Harinath, Girish, Guasp, Ryan, Toth, Marton, Xue, Jian, Patel, Khushboo, Gaul, Kelli, Zhang, Wenying, Driscoll, Monica, Ganihong, Ivana
[
International Worm Meeting,
2015]
Aging neurons in C. elegans and humans can experience dramatic morphological restructuring. In a recent screen for genes encoding proteins that maintain adult neuronal integrity we discovered a group of relatively poorly characterized EGF-like motif proteins. Systemic RNAi knockdown of these predicted calcium binding protein genes limited age-associated dendritic branching in touch neurons as much as 4 fold. Interestingly, for some genes, cell autonomous inactivation exacerbated morphological neuronal aging. Furthermore, we found some genes with cell non-autonomous actions on touch neuron maintenance. We found that systemic inactivation of certain EGF-like motif genes increase life- and healthspan, via a mechanism distinct from dietary restriction. These genes have conserved functions in cell adhesion and can thus serve as models with which to investigate crosstalk between the regulation of aging and tissue integrity, potentially assigning an entirely new function to this protein family.

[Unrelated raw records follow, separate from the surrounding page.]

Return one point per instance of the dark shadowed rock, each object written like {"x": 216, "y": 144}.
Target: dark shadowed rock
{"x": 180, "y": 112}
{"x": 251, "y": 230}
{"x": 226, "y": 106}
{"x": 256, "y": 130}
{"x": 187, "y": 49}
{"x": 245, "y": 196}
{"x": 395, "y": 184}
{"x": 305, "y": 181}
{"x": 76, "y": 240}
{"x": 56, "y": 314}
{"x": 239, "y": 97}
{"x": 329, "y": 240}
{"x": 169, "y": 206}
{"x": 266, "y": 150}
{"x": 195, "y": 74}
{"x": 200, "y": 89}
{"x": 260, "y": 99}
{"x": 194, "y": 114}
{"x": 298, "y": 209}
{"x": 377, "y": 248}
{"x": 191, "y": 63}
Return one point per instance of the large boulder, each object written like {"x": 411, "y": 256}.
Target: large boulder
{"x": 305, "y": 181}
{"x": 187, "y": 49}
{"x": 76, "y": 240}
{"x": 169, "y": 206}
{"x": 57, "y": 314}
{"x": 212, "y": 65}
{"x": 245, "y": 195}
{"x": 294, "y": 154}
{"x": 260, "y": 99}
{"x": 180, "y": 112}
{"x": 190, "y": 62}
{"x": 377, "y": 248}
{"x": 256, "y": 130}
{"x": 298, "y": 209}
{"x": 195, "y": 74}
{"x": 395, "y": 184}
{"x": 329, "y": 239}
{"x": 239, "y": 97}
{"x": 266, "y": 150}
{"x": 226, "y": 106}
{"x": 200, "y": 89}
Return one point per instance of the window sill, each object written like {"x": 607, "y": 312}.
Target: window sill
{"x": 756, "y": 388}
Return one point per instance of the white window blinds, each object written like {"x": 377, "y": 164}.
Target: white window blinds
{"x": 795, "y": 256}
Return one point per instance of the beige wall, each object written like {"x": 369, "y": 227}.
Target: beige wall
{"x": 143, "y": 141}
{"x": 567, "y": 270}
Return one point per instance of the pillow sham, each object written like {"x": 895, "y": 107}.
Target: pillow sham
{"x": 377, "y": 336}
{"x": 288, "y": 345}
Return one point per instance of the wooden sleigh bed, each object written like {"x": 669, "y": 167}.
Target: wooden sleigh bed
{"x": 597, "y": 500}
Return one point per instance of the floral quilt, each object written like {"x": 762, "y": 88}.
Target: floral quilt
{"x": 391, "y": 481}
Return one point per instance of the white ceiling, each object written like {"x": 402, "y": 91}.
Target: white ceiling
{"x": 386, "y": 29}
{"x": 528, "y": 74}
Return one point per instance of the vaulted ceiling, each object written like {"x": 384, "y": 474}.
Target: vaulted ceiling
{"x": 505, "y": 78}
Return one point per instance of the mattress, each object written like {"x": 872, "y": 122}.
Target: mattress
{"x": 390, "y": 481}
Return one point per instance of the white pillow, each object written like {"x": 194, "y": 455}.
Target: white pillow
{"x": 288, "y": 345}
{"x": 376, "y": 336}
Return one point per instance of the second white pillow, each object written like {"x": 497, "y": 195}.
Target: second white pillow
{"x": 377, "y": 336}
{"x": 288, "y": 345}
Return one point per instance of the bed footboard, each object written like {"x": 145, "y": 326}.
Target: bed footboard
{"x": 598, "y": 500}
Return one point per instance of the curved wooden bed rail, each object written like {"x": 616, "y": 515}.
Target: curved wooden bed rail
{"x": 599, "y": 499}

Kim, Steven, Zhang, Wenying, DuBose, Camisha, Driscoll, Monica, Patel, Saurabh, Gaul, Kelli, Toth, Marton, Xue, Jian, Ganihong, Ivana, Patel, Khushboo
[
International Worm Meeting,
2013]
Human brain aging and cognitive decline are associated with synaptic changes and aberrant sprouting, rather than neuronal death. We have had a long-term interest in the genes and environmental factors that influence healthy tissue aging, using the facile experimental model C. elegans to decipher the basic biology of healthspan (the period of healthy maintenance prior to detectable functional or structural decline). Our initial study of how C. elegans tissues age indicated that, like in human brain aging, neither neuronal death nor axon degeneration is a significant feature of the aging nematode nervous system. However, specific C. elegans neuronal types can exhibit dramatic morphological changes (novel branching from processes, new outgrowth from cell bodies, wavy appearance) that increase in frequency with age. We have also shown that synaptic structures deteriorate in the aging C. elegans nervous system. Our findings support that C. elegans is a relevant model in which to study basic questions of nervous system aging, with anticipated findings likely informative on conserved mechanisms. The calcium-binding EF Hand motif can be found in a large number of protein families. This protein domain confers calcium regulation of proteins functions that include cytoplasmic calcium buffering, signal transduction, and muscle contraction. In a recent screen for genes that can influence the maintenance of adult neuronal integrity we discovered several previously uncharacterized EF Hand motif proteins with either neuroprotective or neurotoxic roles. RNAi knockdown of EF hand gene expression could accelerate or decrease neuronal aging up to 8 times, measured by our recently established branching and outgrowth markers of neuronal aging. We propose that EF Hand motif proteins and calcium play a substantial role in the maintenance of neuronal integrity in aging neurons.